C'était souvent la dernière chose qu'elle contemplait avant de se glisser dans son lit, mais à cette époque, elle n'était pas seule. En entendant des cousp discrets à sa porte, elle attrapa sur le dos d'une chaise sa robe d'intérieur en soie grise. Elle avait un vol pour New-York dans cinq heures, suivi d'une réunion avec sa nouvelle équipe prévue à huit heures; elle devait également étudier le dossier qu'on lui avait remis par coursier dans la soirée. Elle avait beaucoup à faire en très peu de temps, elle savait qu'elle ne pourrait pas dormir bien longtemps.

Elle jeta un oeil sur la pendule en allant ouvrir : une heure du matin, son visiteur était ponctuel, comme toujous. Elle ouvrit à  une femme d'une trentaine d'années, vêtue avec goût d'un tailleur pantalon en lin naturel et d'une chemise en soie ouverte sur sa gorge qui laissait deviner les courbes  de ses seins. Elle lui adressa un sourire familier et repoussa ses longs cheveux châtains frisés d'une main élégante.

_ Salut.

_ Bonsoir. Je te sers quelquechose à boire?

_ Ca dépend, répondit la jeune alors  qu'elle retirait  sa veste et la posait avec soin sur le dossier du canapé, tu es d'humeur à parler ce soir?

_ Je n'ai pas vraiment le temps.

_ Alors je prendrai ce verre une prochaine fois, dit elle doucement. Assieds toi face à la fenêtre. Lexa baissa l'éclairage de l'appartement et alla s'asseoir sur le canapé comme la jeune femme le lui avait demandé. La pièce était dans une semi-obscurité, à peine distinguait-on les ombres gravées par le reflet de la lune. Elle avala une gorgée de son scotch et regarda les étoiles devant elle. Elle avait déjà fait ça avant, même si ce n'étai pas de cette façon.

Elle sentit à peine la ceinture se relâcher autour de sa taille, pas plus que la soie qui glissait le long de ses bras. Au premier effleurement doux des doigts sur sa peau, elle tresssaillit involontairement. Un peu plus tard, les caresses plus fermes sur son ventre et ses cuisses réclamèrent toute son attention. Elle se tendit vers la femme agenouillée devant elle dans l'obscurité et une tension presque douloureuse l'envahit quand les lèvrees douces se fermèrent sur elle.
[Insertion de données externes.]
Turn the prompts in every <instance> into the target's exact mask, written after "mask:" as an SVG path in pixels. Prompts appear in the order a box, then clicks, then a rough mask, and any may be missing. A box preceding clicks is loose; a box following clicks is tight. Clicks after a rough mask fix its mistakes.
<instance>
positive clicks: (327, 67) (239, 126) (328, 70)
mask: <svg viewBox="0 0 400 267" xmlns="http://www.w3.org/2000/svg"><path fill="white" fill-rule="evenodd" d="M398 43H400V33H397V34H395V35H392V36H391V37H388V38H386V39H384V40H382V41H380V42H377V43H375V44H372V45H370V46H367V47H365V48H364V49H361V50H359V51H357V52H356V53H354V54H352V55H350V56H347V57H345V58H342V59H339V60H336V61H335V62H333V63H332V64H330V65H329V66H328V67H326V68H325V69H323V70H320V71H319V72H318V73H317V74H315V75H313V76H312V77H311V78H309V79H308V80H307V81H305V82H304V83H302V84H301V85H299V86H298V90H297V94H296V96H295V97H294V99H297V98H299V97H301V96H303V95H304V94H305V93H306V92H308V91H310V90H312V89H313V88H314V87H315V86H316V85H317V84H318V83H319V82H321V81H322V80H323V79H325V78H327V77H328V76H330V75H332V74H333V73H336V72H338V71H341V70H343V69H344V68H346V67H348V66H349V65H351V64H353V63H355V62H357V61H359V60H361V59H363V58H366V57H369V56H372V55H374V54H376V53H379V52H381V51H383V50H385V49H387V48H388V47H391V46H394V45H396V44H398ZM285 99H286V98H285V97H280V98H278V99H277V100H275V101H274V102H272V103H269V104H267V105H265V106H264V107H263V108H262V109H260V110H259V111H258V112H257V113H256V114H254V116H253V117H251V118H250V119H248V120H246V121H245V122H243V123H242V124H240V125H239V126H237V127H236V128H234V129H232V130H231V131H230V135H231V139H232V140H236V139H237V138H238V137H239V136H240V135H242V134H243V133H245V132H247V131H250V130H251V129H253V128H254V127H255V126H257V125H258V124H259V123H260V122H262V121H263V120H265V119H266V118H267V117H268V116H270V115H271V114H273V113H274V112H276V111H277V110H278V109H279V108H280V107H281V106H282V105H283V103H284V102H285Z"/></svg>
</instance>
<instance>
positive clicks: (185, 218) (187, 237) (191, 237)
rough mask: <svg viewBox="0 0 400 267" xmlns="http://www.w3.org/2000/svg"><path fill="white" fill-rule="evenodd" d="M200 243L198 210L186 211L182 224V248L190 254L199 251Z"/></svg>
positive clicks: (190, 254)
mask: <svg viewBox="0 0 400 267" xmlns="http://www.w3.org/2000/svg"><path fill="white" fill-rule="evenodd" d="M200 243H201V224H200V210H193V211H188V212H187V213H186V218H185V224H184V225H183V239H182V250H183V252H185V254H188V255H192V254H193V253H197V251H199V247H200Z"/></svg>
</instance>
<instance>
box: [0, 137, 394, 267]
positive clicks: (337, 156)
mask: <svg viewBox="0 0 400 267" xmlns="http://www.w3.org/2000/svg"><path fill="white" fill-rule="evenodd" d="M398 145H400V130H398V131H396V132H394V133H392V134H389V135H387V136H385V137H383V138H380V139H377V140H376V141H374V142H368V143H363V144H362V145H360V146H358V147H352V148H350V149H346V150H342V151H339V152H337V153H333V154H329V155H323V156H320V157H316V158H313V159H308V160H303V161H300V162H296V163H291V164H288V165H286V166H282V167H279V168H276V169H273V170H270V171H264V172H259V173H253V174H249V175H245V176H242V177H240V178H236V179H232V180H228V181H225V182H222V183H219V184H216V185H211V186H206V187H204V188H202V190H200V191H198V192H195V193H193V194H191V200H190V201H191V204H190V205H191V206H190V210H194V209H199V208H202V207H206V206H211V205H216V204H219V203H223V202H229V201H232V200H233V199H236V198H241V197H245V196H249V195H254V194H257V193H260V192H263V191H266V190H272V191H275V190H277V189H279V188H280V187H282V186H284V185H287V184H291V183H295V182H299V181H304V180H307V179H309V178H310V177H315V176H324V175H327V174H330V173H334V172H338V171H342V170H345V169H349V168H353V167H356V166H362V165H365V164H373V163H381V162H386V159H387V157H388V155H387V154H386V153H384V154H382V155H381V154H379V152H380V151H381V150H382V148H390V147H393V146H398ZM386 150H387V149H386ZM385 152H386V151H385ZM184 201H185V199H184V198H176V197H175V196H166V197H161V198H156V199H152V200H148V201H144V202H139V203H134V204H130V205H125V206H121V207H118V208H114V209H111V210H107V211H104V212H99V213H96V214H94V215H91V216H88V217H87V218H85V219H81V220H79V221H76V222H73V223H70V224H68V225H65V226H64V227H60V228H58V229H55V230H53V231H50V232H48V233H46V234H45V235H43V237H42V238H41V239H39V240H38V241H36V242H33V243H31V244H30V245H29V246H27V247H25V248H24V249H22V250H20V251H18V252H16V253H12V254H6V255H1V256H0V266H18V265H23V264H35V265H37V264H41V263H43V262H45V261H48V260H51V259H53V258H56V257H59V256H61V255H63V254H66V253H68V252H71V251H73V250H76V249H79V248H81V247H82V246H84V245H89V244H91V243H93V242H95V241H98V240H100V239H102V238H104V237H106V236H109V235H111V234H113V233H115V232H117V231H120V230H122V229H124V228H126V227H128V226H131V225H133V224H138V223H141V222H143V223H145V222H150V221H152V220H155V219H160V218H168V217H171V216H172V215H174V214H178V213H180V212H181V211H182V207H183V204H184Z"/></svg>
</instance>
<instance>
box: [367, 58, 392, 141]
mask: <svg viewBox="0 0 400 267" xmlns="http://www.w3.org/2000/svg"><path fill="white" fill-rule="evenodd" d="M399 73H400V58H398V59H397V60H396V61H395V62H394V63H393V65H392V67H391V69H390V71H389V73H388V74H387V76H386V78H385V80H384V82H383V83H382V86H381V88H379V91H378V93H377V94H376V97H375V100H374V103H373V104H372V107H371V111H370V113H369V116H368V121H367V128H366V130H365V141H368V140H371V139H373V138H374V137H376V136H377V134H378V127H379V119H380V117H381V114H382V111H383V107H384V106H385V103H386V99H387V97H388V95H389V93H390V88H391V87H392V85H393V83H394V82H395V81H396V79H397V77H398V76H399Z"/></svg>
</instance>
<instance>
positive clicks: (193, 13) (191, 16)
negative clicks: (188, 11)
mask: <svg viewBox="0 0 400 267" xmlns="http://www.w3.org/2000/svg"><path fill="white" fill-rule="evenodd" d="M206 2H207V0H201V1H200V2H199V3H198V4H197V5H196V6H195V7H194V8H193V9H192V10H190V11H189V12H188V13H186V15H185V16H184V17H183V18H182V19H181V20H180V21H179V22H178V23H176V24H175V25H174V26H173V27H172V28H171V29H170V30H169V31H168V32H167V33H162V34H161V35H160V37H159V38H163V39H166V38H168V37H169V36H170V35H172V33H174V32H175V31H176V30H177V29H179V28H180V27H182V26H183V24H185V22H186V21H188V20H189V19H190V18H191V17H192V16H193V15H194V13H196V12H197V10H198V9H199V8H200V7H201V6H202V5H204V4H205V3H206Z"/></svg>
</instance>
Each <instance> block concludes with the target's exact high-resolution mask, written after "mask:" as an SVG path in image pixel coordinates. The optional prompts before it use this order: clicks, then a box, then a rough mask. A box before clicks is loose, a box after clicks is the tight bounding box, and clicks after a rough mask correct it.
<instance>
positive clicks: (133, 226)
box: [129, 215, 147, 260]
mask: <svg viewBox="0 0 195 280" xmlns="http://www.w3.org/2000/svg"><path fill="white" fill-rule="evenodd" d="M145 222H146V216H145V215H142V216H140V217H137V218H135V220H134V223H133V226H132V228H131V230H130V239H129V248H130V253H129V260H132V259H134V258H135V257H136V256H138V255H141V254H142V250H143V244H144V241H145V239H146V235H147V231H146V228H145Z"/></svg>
Les caresses lentes de sa langue moelleuse et veloutée balayèrent toute pensée cohérente et lui permirent de s'évader dans un plaisir presque insoutenable. Sa tête bascula en arière alors qu'un gémissement sourd lui échappait et que le plaisir grandissait au fond d'elle, l'emmenant au-delà de la soufrance. Les battements frénétiques  de son coeur emplirent ses oreilles et son souffle précipité était presque un sanglot. Elle lutta pour contenir le plaisir et échoua. Quand la vague déferla, abolissant tout contrôle, elle posa une main sur la tignasse sauvage de la jeune femme avec un long gémissement étrangé. Tremblante et abandonnée, pendant un court instant, elle glissa dans une miséricordieuse inconscience.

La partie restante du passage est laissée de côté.